William Hales (8 April 1747 – 30 January 1831) was an Irish clergyman and scientific writer.
He was born in Cork, Ireland, the son of Samuel Hales, the curate at the cathedral church there.
He went to Trinity College, Dublin in 1764 and became a fellow there, graduating with a BA and DD. He later became professor of Hebrew at the university. In 1778 he published Sonorum doctrina rationalis et experimentalis a study, based on experiments, of Newton's theory of sounds. In 1782 he published De motibus planetarum dissertatio, another study of Newtonian theory, this time on the motions of the planets in eccentric orbits. In 1784 he had printed at his own expense Analysis aequationum, a mathematical text for which he was complimented by Joseph Louis Lagrange.
In 1788 Dr. Hales resigned as professor having been appointed Church of Ireland rector of Killeshandra, County Cavan the year before, and lived there for the rest of his life. In 1791 he married and he and his wife had two sons and two daughters. In 1798 he obtained government troops to regain control of the country round Killeshandra, following the landing by a French army at Killala. From about 1812 was chancellor of the diocese of Emly.
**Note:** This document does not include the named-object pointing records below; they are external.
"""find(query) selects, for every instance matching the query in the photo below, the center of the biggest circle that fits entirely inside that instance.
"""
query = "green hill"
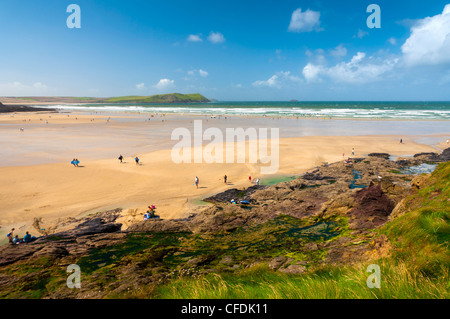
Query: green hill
(160, 98)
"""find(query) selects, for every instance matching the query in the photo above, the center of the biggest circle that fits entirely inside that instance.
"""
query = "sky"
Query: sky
(227, 50)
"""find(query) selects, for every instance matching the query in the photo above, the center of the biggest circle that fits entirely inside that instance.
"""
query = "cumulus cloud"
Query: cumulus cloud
(339, 51)
(358, 70)
(200, 72)
(140, 86)
(216, 37)
(278, 80)
(429, 42)
(194, 38)
(203, 73)
(164, 84)
(361, 34)
(392, 41)
(20, 89)
(305, 21)
(311, 72)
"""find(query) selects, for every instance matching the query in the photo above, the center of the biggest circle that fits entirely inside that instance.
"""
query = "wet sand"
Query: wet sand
(38, 181)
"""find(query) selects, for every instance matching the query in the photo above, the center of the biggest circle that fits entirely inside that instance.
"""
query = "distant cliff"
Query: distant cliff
(160, 98)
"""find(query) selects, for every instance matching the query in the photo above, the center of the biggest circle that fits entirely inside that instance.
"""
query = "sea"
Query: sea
(336, 110)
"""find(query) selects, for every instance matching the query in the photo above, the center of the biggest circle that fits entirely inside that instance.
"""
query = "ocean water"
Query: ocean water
(336, 110)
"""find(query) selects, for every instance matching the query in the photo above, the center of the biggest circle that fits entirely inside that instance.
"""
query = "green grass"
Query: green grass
(349, 282)
(418, 266)
(161, 98)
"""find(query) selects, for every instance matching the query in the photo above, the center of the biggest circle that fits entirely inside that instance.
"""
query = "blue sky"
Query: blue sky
(227, 50)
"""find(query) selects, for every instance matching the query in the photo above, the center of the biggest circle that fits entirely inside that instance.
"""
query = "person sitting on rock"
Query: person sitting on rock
(10, 236)
(28, 238)
(17, 240)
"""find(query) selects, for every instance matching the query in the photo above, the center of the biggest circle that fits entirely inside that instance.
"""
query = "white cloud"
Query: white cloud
(278, 80)
(20, 89)
(195, 38)
(216, 37)
(358, 70)
(392, 41)
(305, 21)
(429, 42)
(140, 86)
(200, 72)
(361, 34)
(203, 73)
(164, 84)
(311, 72)
(339, 51)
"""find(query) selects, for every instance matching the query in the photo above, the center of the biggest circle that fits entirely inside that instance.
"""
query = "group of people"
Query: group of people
(150, 213)
(225, 180)
(75, 162)
(136, 159)
(15, 240)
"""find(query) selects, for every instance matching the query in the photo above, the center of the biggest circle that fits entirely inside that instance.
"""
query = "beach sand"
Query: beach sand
(41, 182)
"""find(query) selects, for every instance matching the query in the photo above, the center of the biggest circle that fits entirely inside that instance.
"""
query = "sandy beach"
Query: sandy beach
(38, 181)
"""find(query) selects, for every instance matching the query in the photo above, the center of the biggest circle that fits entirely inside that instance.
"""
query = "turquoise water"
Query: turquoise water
(362, 110)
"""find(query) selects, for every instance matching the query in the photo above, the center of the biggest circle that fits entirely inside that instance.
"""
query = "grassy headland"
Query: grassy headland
(160, 98)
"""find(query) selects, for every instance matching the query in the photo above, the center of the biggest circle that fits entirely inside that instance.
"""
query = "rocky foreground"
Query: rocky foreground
(327, 216)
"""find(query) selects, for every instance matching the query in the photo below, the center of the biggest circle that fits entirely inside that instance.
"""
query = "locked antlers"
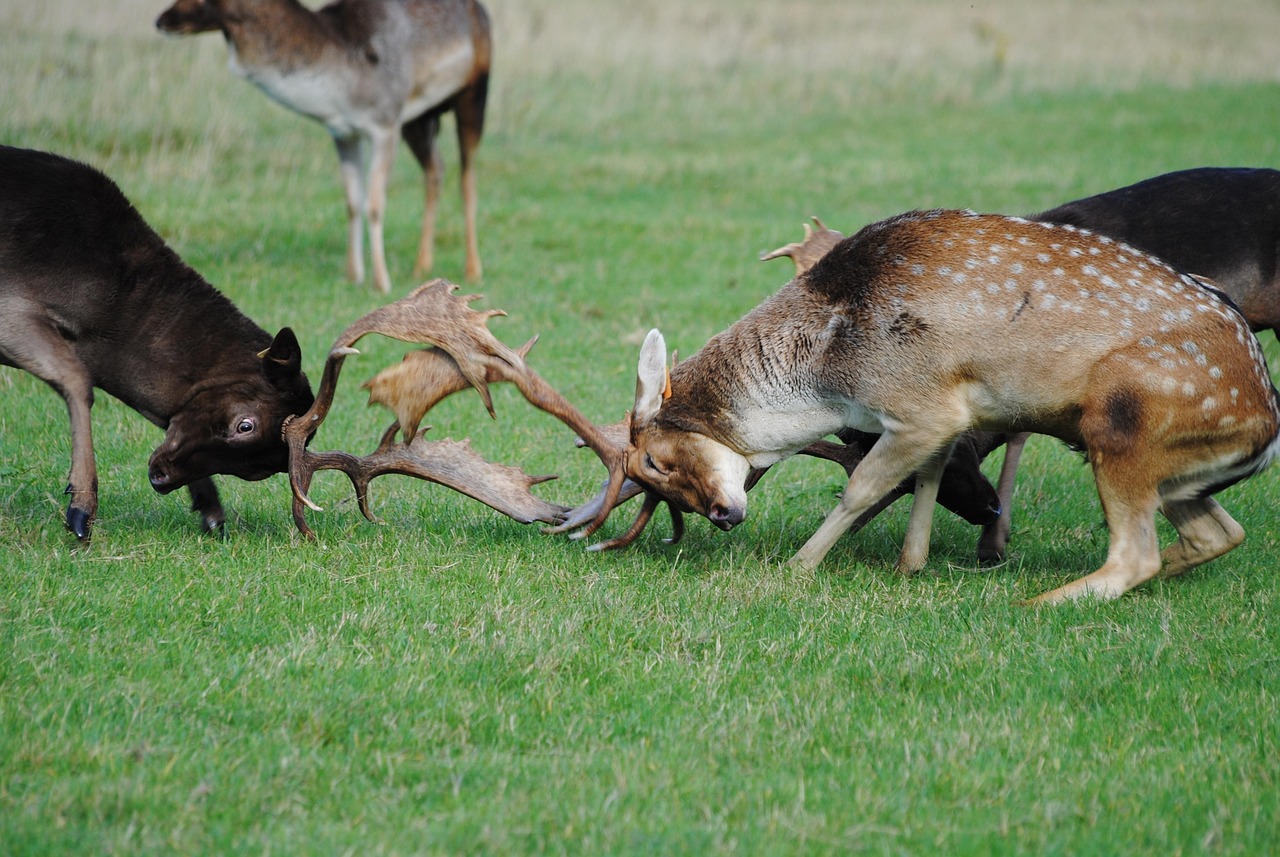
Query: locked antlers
(466, 354)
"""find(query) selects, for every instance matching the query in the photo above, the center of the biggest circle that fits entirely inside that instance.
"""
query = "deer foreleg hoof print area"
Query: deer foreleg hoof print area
(933, 324)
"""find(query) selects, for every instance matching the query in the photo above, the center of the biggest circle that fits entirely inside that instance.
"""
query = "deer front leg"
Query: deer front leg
(35, 345)
(915, 545)
(82, 484)
(350, 157)
(995, 536)
(894, 458)
(204, 499)
(382, 156)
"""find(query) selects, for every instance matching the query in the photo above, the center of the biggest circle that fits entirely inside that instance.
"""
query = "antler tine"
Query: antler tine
(805, 253)
(466, 354)
(297, 431)
(650, 504)
(423, 380)
(612, 454)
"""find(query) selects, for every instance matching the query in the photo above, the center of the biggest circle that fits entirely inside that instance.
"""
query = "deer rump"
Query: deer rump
(931, 324)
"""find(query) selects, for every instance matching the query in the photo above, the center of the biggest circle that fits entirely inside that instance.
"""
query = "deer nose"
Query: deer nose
(726, 517)
(160, 479)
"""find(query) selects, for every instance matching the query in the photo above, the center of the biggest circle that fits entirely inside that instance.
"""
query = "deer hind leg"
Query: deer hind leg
(892, 458)
(33, 345)
(420, 134)
(1129, 500)
(380, 160)
(915, 545)
(1205, 532)
(351, 161)
(469, 110)
(995, 536)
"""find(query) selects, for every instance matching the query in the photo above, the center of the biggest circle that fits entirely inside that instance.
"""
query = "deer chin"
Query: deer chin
(702, 476)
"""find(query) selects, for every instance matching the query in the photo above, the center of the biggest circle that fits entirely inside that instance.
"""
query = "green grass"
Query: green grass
(451, 682)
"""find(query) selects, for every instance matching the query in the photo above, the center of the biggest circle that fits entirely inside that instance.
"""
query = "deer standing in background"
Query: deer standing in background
(929, 324)
(366, 69)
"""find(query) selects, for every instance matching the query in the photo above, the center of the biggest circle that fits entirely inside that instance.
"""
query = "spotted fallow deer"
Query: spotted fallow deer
(929, 324)
(369, 70)
(1217, 223)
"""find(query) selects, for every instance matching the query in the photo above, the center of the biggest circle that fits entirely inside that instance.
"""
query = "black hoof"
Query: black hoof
(78, 522)
(214, 525)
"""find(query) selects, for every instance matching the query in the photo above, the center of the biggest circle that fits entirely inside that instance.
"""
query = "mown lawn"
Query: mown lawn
(452, 682)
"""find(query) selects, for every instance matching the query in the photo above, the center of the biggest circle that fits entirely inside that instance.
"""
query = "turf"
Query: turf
(452, 682)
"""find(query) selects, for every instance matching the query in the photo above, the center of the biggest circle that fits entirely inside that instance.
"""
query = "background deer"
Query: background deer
(1221, 224)
(927, 325)
(90, 296)
(366, 69)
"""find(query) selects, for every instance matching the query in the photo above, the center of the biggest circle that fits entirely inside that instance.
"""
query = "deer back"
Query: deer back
(938, 321)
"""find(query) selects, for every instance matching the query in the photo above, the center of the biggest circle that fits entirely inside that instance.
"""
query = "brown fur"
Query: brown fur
(369, 70)
(1155, 376)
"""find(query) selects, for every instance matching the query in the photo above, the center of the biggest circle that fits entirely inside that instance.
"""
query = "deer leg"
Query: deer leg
(1133, 557)
(382, 156)
(1205, 532)
(204, 499)
(32, 344)
(420, 134)
(915, 545)
(470, 117)
(351, 160)
(890, 461)
(995, 536)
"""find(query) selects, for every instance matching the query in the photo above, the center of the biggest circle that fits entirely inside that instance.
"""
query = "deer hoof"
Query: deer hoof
(78, 522)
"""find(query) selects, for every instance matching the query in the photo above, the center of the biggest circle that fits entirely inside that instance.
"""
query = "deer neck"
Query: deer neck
(758, 386)
(270, 40)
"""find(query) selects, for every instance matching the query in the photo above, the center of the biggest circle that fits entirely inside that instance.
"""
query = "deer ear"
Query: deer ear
(283, 360)
(650, 377)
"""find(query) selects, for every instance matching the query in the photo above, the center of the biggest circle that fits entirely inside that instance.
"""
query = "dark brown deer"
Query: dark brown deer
(91, 297)
(929, 324)
(369, 70)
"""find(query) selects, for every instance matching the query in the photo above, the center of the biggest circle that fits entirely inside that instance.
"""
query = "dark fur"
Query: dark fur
(91, 297)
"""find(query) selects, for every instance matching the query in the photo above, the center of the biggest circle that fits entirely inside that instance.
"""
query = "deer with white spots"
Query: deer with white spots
(370, 70)
(929, 324)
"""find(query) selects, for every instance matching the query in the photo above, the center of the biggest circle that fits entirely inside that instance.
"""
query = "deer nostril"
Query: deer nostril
(726, 517)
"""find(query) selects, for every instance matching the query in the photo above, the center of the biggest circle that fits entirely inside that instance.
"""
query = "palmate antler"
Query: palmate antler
(434, 315)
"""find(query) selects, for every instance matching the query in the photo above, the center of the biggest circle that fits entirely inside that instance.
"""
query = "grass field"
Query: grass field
(451, 682)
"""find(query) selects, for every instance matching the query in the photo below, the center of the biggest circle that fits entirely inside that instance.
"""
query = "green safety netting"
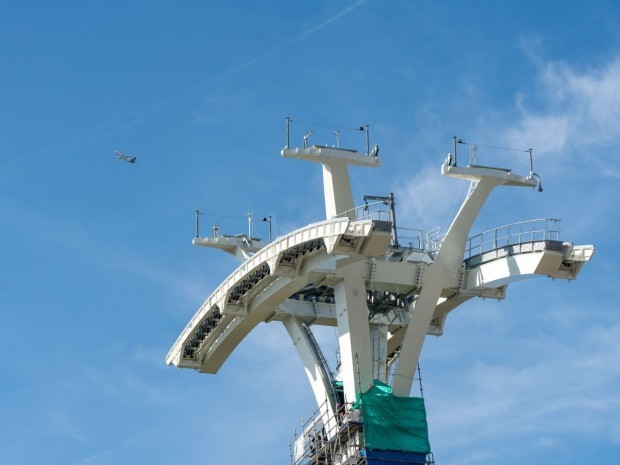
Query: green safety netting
(391, 422)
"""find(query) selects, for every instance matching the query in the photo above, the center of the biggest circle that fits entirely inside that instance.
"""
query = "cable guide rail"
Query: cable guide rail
(538, 230)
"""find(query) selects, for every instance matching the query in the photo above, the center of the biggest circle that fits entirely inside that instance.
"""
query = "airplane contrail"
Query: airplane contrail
(104, 131)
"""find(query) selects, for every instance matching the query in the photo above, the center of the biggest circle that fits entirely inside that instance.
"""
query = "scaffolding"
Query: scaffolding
(337, 440)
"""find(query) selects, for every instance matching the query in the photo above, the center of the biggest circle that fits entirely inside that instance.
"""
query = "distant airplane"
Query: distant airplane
(121, 156)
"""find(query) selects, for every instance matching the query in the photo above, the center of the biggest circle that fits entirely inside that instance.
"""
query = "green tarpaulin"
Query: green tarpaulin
(393, 423)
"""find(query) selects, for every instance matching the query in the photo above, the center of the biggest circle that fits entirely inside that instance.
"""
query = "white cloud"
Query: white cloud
(574, 113)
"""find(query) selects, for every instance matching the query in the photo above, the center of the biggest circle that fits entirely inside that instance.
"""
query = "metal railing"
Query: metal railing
(369, 211)
(543, 229)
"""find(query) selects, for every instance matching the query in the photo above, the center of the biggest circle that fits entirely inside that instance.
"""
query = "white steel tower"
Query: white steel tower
(351, 271)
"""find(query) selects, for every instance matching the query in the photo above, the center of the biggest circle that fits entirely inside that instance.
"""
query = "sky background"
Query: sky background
(98, 275)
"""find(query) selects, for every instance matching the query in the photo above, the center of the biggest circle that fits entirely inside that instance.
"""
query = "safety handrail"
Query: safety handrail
(542, 229)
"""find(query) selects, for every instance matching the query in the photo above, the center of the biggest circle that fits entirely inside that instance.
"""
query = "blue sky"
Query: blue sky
(99, 275)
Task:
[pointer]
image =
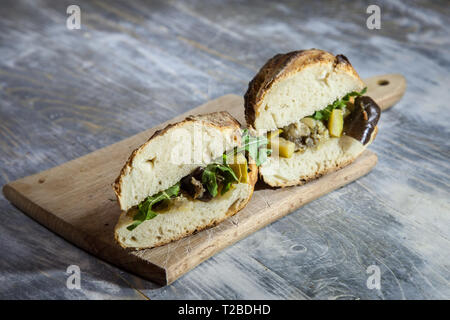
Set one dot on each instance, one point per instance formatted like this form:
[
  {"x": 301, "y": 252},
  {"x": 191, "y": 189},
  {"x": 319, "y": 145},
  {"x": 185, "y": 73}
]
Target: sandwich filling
[
  {"x": 353, "y": 115},
  {"x": 206, "y": 182}
]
His best-known work is A New Analysis of Chronology, which took twenty years to complete and was finally published in three volumes (1809 - 1812). In this book, which deals with the chronology of the whole Bible, Hales made it his rule as far as possible to use original sources. His other works include The Inspector, or, Select Literary Intelligence for the Vulgar and Irish Pursuits of Literature (both 1799), Methodism Inspected (1803–5), and Letters on the Tenets of the Romish Hierarchy (1813). From about 1820 or earlier he suffered from depression. He died in 1831.